Oui Docteur, à 96 ans je me souviens encore de cette histoire, comme si elle datait d’hier, me dit Berthe Arbaudie. Pourtant, ça s’est passé à la fin du mois d’août, en 1942. Nous habitions la même maison que maintenant, devant l’entrée du château de Bayac.

Maurice avait dépiqué toute la journée chez Besse, à la Beynerie. Avec le travail, la chaleur et la poussière, ses compagnons n’avaient pas besoin de le pousser à boire.
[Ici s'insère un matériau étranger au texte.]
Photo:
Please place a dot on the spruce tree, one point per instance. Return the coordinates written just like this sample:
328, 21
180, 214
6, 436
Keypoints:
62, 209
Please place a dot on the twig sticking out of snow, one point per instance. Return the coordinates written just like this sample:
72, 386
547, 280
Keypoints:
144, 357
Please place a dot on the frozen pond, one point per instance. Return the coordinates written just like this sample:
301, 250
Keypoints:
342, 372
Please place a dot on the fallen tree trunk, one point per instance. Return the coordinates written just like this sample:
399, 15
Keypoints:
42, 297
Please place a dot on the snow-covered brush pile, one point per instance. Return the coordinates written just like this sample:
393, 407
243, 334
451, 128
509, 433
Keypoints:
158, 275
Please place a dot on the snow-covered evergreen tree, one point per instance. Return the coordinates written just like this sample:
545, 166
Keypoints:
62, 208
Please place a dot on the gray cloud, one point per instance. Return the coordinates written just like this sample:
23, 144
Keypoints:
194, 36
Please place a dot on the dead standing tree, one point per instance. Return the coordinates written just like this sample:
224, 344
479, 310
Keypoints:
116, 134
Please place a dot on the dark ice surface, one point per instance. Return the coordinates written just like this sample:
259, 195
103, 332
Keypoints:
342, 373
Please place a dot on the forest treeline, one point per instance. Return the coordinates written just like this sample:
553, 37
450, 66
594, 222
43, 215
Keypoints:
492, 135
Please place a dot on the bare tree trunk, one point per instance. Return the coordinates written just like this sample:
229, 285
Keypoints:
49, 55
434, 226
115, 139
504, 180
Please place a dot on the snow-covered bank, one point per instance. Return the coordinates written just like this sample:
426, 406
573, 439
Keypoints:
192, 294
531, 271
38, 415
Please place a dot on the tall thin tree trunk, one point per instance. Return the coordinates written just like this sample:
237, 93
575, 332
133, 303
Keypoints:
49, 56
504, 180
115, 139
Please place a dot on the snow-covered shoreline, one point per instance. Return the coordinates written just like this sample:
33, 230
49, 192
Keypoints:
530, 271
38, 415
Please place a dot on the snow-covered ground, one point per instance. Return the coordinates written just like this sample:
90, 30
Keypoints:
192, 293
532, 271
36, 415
J’étais couchée, mais je ne dormais pas, j’étais inquiète. En entendant sa voix, j’ai réveillé ma fille :

« Paulette, ton père revient. Ah ! il est encore bourré, tu l’entends qui gueule. »
Il chantait l’Internationale et ça portait loin dans la nuit. Il venait de franchir la chaîne qui barrait l’entrée du château quand nous l’avons rejoint et nous l’avons attrapé chacune par la main.
« Allez ! j’ai dit, fous le camp à la maison, et en vitesse, parce que Gaboriaud va te flanquer un coup de fusil. »
Il s’est mis à crier : « J’emmerde Gaboriaud, viens ici Gaboriaud que je te fasse la peau et t’auras fini d’emmerder les gens ; vas-y, à Vichy ! »

Nous l’avons emmené se coucher, et c’est tout ce qui s’est passé. Il faut vous dire qu’il avait le vin mauvais, mais quand il était à jeun, c’était la crème des hommes et j’ai été très heureuse avec lui. Il me rapportait toujours la paye entière, sans en laisser un sou au bistrot.

Le lendemain, les gendarmes sont venus, mais c’est sur le chantier qu’ils l’ont cueilli.
« Vas-t’en dans les bois, avant qu’on te voie officiellement, ils lui ont dit.
Non, a-t-il répondu, ce serait facile pour moi, mais je ne veux pas, si je me cachais, ils s’en prendraient à ma femme et à ma fille. »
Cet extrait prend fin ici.